To carry those attacks through, the government has assembled one of the most aggressive laws seen in the post-war period against working people.

The clauses of the Trade Union Bill are coiled around the neck of the union movement to squeeze our funding supply and cut off the ability of workers to resist assaults on pay and terms and conditions.

But standing together to resist attacks lies at the very root of the trade union movement, and Unison will fight every step of the way to draw the teeth of the legislation, mobilise against the blatant injustices of pay policy and expose the wreckage left by the austerity agenda.

The injustices are clear. How can it be right that public-sector workers are expected to accept a 1 per cent pay cap when the economy is growing at 2.4 per cent, corporate profits at 7 per cent, and the chief executives of Britain’s biggest companies are enjoying pay rises of 21 per cent?

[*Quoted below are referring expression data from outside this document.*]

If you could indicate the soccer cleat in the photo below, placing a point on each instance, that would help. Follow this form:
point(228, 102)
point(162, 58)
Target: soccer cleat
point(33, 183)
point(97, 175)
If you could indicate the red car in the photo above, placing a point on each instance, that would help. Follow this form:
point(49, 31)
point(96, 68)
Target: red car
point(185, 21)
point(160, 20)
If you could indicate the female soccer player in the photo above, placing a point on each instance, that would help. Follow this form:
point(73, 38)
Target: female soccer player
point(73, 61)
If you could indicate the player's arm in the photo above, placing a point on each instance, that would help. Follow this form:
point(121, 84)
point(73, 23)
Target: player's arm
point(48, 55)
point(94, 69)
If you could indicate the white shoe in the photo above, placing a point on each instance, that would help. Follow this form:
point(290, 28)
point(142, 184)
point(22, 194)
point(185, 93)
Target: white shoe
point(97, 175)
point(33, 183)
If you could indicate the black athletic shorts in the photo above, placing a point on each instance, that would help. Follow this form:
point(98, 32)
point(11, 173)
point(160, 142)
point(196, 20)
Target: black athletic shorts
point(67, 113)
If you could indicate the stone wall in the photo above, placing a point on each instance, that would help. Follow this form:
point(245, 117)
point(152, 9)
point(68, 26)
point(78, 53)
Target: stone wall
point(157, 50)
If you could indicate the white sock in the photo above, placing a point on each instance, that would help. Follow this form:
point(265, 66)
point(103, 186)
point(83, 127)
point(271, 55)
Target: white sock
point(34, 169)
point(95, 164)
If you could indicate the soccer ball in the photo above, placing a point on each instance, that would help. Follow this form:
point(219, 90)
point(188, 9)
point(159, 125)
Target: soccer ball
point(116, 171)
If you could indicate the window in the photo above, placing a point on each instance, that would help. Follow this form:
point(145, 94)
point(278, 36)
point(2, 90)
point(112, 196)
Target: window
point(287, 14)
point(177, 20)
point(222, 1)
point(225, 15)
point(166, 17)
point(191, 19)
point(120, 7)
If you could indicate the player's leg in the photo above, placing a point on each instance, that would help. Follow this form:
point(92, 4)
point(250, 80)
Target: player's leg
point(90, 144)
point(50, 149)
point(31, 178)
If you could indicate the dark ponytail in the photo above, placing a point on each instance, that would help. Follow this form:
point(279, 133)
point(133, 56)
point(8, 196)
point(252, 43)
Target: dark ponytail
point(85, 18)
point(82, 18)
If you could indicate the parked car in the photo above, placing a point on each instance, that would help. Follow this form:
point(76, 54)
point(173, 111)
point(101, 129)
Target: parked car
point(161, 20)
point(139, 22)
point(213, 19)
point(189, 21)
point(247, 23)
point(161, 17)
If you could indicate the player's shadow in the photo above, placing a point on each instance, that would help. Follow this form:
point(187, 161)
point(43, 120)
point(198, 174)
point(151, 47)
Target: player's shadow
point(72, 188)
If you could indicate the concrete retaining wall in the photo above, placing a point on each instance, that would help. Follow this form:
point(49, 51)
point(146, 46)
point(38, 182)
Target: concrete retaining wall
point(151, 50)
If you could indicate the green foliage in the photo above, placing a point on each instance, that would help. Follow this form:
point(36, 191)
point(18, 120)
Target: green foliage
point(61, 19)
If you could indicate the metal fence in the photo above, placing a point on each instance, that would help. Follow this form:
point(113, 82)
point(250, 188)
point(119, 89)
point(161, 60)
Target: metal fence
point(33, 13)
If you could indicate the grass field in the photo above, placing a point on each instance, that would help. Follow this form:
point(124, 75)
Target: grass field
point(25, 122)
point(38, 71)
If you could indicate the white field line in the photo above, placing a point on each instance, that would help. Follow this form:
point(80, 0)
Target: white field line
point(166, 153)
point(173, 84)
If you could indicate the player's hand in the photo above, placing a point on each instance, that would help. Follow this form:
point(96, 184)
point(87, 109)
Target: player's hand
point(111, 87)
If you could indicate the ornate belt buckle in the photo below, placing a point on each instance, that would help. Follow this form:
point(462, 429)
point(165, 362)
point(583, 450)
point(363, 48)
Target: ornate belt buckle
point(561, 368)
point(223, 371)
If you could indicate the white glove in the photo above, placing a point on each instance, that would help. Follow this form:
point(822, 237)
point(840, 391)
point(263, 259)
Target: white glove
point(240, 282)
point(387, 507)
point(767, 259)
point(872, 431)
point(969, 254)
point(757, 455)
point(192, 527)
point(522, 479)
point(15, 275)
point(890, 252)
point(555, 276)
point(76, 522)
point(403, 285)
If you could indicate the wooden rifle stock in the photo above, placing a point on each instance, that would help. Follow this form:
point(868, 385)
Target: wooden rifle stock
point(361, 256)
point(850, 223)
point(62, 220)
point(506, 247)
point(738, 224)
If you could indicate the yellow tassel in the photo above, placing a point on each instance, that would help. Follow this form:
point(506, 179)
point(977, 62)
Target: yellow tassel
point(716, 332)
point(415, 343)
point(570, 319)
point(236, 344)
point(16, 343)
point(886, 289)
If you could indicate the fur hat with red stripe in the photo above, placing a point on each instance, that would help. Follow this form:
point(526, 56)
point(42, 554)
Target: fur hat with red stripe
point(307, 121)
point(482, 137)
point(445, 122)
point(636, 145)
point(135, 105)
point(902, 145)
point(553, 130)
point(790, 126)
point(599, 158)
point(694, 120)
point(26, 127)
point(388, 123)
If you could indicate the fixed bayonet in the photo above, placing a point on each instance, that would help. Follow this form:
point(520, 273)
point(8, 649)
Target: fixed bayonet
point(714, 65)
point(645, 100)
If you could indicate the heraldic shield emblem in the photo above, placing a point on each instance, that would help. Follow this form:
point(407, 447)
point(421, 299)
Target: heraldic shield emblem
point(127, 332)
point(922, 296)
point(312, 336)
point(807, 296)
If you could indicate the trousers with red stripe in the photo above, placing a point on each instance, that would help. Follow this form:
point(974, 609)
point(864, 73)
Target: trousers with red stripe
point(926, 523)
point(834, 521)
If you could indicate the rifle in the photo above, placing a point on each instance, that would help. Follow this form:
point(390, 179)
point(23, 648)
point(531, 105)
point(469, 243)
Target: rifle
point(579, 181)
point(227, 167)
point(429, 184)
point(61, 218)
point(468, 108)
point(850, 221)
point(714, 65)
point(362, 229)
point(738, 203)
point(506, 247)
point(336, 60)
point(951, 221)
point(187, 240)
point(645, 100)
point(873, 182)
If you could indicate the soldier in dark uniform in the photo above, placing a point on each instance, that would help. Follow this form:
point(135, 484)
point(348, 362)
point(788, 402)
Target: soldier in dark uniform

How can it be right that the privatisation of ever greater swathes of the public sector leaves us with examples of skilled support workers for disabled adults losing 40 per cent of their take-home pay, plus slashed rights to sick pay and annual leave?

And how can it be right that over half a million workers directly employed in local government are still paid less than a living wage, alongside almost a million more in the mainly privatised field of adult social care?

The introduction of a “national living wage” is undeniably one positive development on the horizon to be welcomed, but even here injustices creep in.

The new national minimum wage structure will create five wage tiers, with the “national living wage” applying to workers aged 25 and above, but four lower rates for the young and apprentices.

And there’s an element of deception in the naming of the new rate as the “national living wage,” given the long-established role of the Living Wage Foundation in defining Britain’s living wage rate.

The foundation’s rate acts as a much truer indicator of the living wage as its calculation takes into account changes in the cost of living in a way that the government’s rate does not.

It’s to be hoped that the government’s theft of the living wage label does not undermine the immense success achieved over recent years in persuading employers to sign up to the real living wage.

The damage caused to the economy and the standards of public services by the austerity agenda is equally clear. What justification can be made for ploughing on relentlessly when even official governmental analysts have acknowledged that the cuts have squeezed demand in the economy so hard that they have taken billions out of the value of economic growth, leading such orthodox voices as the International Monetary Fund to urge an easing off of the cuts?

What justification can be made for singling out public-sector workers for restrictions on pay rises when employers are sounding the alarm across the NHS and local government about their inability to attract the staff they need and morale is set to slide to the point that it is easy to foresee a rupture in the standards of public services?

And what justification can be made for the human cost of the cuts, with nearly a third of NHS clinical commissioning groups implementing or considering restrictions to services this year?

Meanwhile, Age UK reports that 168,000 older people have stopped receiving help with essential tasks such as eating, washing and getting dressed as a result of cuts.
We are told that we have to get down the deficit, and communities the length and breadth of Britain simply have to accept the toll.

An estimated 467 libraries, 361 police stations, 578 children’s centres, 33 fire stations and over 300 youth centres were forced to close over the last parliament. And more misery beckons over the next five years.

So how is the government doing on reducing the deficit? It’s risen by over £500bn since it came to office in 2010, and is now £1.5 trillion.

As we stand at the beginning of a new parliament under a Tory majority, it is clear that a storm is ready to break.
But unions have been through many long battles in the past to emerge stronger. Unison is determined that this battle shall be no different.

Dave Prentis is general secretary of Unison.